Manche Medienhäuser wirken verzweifelt: Die Chancen auf eine Rechtskoalition stehen in Italien laut Umfragen so gut wie schon lange nicht. Die Führung haben – völlig unerwartet – die „Brüder Italiens“ („Fratelli d’Italia“) mit ihrer Vorsitzenden Giorgia Meloni übernommen. Nachdem zuvor jahrelang vor Lega-Chef Matteo Salvini gewarnt wurde, überbieten sich einige Medien nun im Alarmismus. Von der „Kleinen Diktatorin“ spricht der „Merkur“, als Post-Faschistin wird Meloni von der FAZ tituliert.

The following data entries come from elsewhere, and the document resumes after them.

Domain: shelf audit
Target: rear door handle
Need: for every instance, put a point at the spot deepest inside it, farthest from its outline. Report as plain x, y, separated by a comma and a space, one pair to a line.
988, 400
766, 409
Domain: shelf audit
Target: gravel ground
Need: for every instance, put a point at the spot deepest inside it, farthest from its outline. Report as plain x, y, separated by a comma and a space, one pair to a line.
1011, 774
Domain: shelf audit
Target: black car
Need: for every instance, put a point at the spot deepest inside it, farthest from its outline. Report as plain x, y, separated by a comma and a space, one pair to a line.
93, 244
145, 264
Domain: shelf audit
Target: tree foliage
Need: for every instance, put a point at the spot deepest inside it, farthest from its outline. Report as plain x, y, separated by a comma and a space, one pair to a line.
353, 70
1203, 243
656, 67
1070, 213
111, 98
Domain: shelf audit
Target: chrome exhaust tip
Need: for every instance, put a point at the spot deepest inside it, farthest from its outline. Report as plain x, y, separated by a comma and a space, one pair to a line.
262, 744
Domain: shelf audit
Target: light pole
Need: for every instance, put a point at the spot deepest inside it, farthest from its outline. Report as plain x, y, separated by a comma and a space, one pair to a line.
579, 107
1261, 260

Lange Zeit waren die „Brüder Italiens“ eine Kleinpartei

Mit den Aufstieg Melonis – die bereits vor 14 Jahren Jugend- und Sportminister unter Silvio Berlusconi war – hatte niemand gerechnet. Jahrelang blieben die „Brüder Italiens“ bei Wahlen im einstelligen Bereich. Dabei war alle Aufmerksamkeit auf die Lega gerichtet, die mit ihrem neuen Vorsitzenden Matteo Salvini ab 2014 nach und nach zur stärksten Kraft im Mitte-Rechts-Bündnis wurden. Doch dann wendete sich das Blatt, allerdings nicht mit Salvinis Ausscheiden aus der „Populistenregierung“ 2019.

Jahrelang dominierte er in der Öffentlichkeit: Lega-Chef Matteo Salvini.APA/AFP/Attila KISBENEDEK

Dafür sorgte vielmehr die Beteiligung der Lega in der Draghi-Regierung 2021. Salvini präsentierte die Lega als verantwortungsvolle Partei, die in der Not einsprang, um die schlimmsten linken Pläne zu verhindern. Womit keiner gerechnet hatte: Am Ende profitierte davon am meisten Meloni. Denn nun waren die „Brüder Italiens“ die einzige große Partei, die nicht der Koalition der „Nationalen Einheit“ angehörte.

Die größte Oppositionspartei wurde zur Stimme des Protests

Giorgia Melonis Stunde hatte geschlagen. „So konnte sich die Römerin als einzige echte Alternative darstellen“, kommentiert das Online-Magazin Tichys Einblick. Sie sagte der Pflichtimpfung, dem „Greenpass“ und linken Gesellschaftsprojekten den Kampf an. In der Folge wechselten sämtliche Protestwähler von der Lega zu den „Brüdern Italiens“ – und das in beachtlichem Umfang.

Meloni und Salvini bei einer gemeinsamen KundgebungAPA

Gemäß den Umfragen dürfen sich die „Brüder Italiens“ über Werte zwischen unglaublichen 23 oder gar 25 Prozent erfreuen. Damit hat die Partei zurzeit beste Chancen bei den Neuwahlen im September stärkste Kraft zu werden. Salvinis Lega liegt im Moment bei 15 Prozent, Berlusconis Forza Italia bei 11 Prozent. Auf der linken Seite des Polit-Spektrums kommt die Demokratische Partei PD zurzeit auf 23 Prozent, die „Fünf Sterne“ auf 10 Prozent. Fazit: So gut standen die Chancen für das rechte Lager seit Jahren nicht mehr – und das nur zwei Monate vor der Wahl.

Zurzeit fehlt ein Rezept gegen Meloni.APA/AFP/Photo by Tiziana FABI

Wie rechts ist Meloni?

Wie weit rechts ist Meloni denn wirklich? Für „Tichys Einblick“ steht zumindest eines fest: „Hätten die Medien in den vergangenen Jahren den Umgang mit dem moderateren Salvini gesucht, müssten sie nun nicht mit der weiter rechtsstehenden Meloni hadern.“

Bis heute wird Meloni eine geheime Liebe zum Duce Mussolini vorgehalten. Sie habe sich öffentlich bisher zu wenig von ihm distanziert. Auf die Frage, werde denn nun ihre Vorbilder sind, nennt Meloni zwei andere Namen: Papst Johannes Paul II. und US-Präsident Ronald Reagan.